Mukesh Asopa is an award-winning filmmaker known for directing and starring in Zombie Beach, Chambers Gate, and Depth of Pyaar. He tells character-driven stories that subvert expectations and blend genres. Bloody Romeo, his latest genre concoction, is not a straightforward spin on the tragedy of Romeo and Juliet but a knotty and bizarre story of childhood trauma, speciously righteous behavior, and misplaced anger.
In the dramatic mystery, there’s an ambiguous non-profit that can supposedly erase suicidal thoughts. But, some women are dubious about the organization’s success because of a recent spike in suicides among women. While self-inflicted death is happening at an unusually alarming rate, a compassionate and self-effacing freelance writer named Romeo (Mukesh Asopa) keeps to himself. Aunt Nice (Tracy McLean-Low) is the only family member who cares about him and worries about his romantic life, or the lack thereof. Romeo does not want a relationship. Instead, he has a dispassionate outlook on life stemming from childhood trauma, which is sporadically revealed in flashbacks.

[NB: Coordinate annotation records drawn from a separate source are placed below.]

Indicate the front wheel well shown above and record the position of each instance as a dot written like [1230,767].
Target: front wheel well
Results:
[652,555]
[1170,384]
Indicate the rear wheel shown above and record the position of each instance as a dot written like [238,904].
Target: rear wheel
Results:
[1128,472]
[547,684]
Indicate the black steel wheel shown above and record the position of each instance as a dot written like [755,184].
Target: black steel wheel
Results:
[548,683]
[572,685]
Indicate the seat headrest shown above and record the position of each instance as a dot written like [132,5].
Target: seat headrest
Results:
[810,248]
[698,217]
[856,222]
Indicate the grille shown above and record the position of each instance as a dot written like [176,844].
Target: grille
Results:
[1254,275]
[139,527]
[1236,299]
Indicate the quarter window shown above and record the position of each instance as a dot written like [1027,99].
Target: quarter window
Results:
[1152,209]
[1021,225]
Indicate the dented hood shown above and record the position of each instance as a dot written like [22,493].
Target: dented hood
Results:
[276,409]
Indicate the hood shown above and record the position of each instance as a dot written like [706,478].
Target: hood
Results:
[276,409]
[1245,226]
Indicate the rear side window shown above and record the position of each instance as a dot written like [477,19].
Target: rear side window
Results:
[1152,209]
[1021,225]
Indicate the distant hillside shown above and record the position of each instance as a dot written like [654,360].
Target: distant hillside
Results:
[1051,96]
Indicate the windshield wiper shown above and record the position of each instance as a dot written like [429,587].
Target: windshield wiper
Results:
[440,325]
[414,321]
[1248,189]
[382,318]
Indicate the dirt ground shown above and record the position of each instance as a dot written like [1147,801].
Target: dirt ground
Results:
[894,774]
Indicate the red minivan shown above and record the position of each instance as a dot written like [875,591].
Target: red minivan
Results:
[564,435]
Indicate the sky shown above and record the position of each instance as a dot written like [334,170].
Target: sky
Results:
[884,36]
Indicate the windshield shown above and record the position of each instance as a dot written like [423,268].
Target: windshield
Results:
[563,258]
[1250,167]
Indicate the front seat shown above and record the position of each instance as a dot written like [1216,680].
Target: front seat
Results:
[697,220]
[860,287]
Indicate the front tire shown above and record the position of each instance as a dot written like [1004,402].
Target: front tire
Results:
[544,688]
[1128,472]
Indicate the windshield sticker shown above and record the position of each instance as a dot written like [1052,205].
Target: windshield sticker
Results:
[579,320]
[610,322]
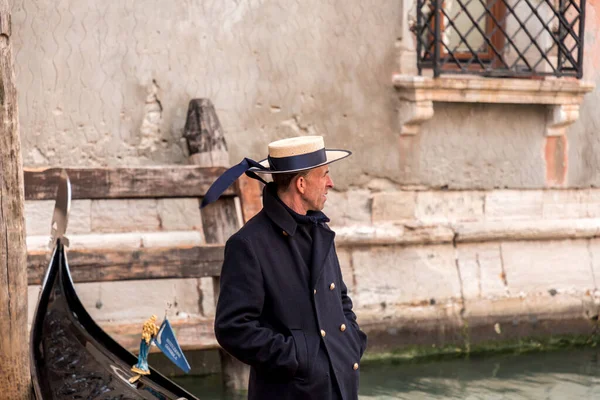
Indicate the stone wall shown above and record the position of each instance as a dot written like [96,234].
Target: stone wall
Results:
[451,232]
[109,83]
[421,266]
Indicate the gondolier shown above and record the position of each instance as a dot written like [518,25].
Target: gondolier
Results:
[283,307]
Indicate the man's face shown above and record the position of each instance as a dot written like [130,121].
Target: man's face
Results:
[317,183]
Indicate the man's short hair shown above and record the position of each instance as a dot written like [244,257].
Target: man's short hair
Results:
[283,180]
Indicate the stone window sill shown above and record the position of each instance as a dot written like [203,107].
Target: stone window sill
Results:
[418,93]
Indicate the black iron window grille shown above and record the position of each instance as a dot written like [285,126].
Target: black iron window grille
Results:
[502,38]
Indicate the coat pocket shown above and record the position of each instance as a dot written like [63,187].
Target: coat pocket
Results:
[301,353]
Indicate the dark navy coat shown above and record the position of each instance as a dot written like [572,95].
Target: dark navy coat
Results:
[274,314]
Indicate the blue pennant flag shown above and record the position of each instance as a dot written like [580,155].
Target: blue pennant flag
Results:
[167,343]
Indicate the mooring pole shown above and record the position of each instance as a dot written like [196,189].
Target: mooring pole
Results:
[15,379]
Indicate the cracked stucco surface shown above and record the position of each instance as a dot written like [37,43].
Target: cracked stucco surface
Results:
[91,76]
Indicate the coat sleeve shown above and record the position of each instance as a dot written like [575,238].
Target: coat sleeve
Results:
[239,307]
[350,316]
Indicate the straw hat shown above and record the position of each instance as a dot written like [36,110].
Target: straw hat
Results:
[285,156]
[298,154]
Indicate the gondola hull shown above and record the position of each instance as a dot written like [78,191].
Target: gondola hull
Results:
[73,358]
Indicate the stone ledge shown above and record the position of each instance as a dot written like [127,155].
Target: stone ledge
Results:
[364,235]
[468,232]
[483,321]
[563,96]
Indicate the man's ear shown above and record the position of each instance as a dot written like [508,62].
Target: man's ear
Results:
[301,184]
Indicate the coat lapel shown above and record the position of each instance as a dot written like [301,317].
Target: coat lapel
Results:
[322,245]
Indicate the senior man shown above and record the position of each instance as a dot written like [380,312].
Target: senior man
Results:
[283,306]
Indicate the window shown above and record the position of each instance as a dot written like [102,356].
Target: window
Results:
[501,37]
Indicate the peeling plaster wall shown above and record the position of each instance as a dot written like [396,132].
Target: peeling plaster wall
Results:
[584,135]
[109,83]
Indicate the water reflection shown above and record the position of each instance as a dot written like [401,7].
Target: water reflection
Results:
[572,374]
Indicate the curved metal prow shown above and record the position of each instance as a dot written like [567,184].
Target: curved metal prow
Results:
[60,218]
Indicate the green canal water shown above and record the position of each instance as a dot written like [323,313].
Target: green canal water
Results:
[559,375]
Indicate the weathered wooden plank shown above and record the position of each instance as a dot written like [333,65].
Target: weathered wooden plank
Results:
[15,378]
[207,146]
[124,182]
[117,265]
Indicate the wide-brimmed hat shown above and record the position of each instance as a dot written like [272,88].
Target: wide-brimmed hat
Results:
[285,156]
[298,154]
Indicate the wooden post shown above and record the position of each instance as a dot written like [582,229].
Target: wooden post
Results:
[15,378]
[207,147]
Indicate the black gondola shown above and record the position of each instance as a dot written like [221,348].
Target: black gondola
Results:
[71,356]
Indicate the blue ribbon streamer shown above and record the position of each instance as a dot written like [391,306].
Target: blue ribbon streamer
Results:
[228,177]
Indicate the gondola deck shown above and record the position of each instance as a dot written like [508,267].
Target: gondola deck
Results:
[73,358]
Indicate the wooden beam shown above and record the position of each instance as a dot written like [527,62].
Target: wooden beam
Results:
[124,182]
[118,265]
[15,377]
[206,143]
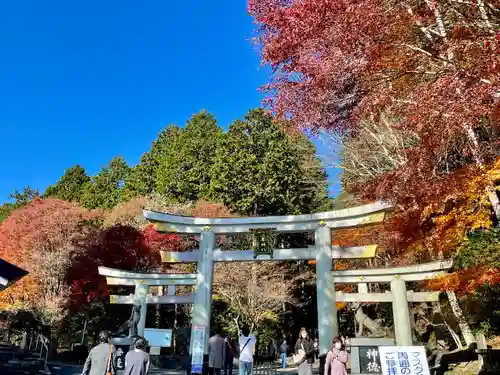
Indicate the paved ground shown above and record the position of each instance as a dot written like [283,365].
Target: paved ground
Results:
[64,369]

Romeo’s self-imposed isolation ends when he meets Layla (Natalie DP), a social worker who works for a women’s welfare organization evaluating the recent spike in women suicides. Romeo and Layla begin a relationship, seeking comfort in each other when death plagues the city.
“…women are dubious about the organization’s success because of a recent spike in suicides among women.”
Bloody Romeo opens to an armed man on the brink of suicide, who fortunately calls a suicide prevention hotline. The following scene involves a suicidal woman who is having an affair, who doesn’t call for guidance. The film’s bleakness never falters, but clashing genres and a few thrilling surprises sustain the intrigue, complicating what initially began as a romantic mystery, morphing into a disagreeable thriller.
Asopa plays Romeo with a calm demeanor, portraying him as somebody with suppressed anger. He takes the character to deeply unsettling places after exposing Romeo’s misguided intentions. Natalie DP impressively portrays Layla’s sweetness and charm. It is easy to see what he sees in her. Asopa and DP have nice chemistry.
Luigi Marchitelli’s hypnotic score, while cacophonous and overwhelming, helps develop the general tone. Given the two-hour runtime and the bloated plot, Asopa’s clever direction guarantees that Bloody Romeo never becomes ponderous or looks messy. While the sound goes in and out, the dialogue delivery and the shot composition are really solid. Asopa never directly shows the suicides, keeping the brutality to a necessary minimum, which is especially important when dealing with a hot-button issue such as suicide. Instead, the camera is concerned with Romeo and his ingrained imperturbability, even when confronted by suicide after suicide.
Asopa exploits tragedy and romance and challenges how an audience connects with a protagonist. That being said, the final act is poorly written compared to the rest of the movie, yielding a misconceived last-minute encounter with a new character and an undisclosed pact that seem too convenient and half-baked. Nevertheless, despite questionable creative decisions, particularly when deciding the fate of Layla, Bloody Romeo is a disturbing, cautiously erratic, and grueling love story like no other.
"…a disturbing, cautiously erratic, and grueling love story like no other."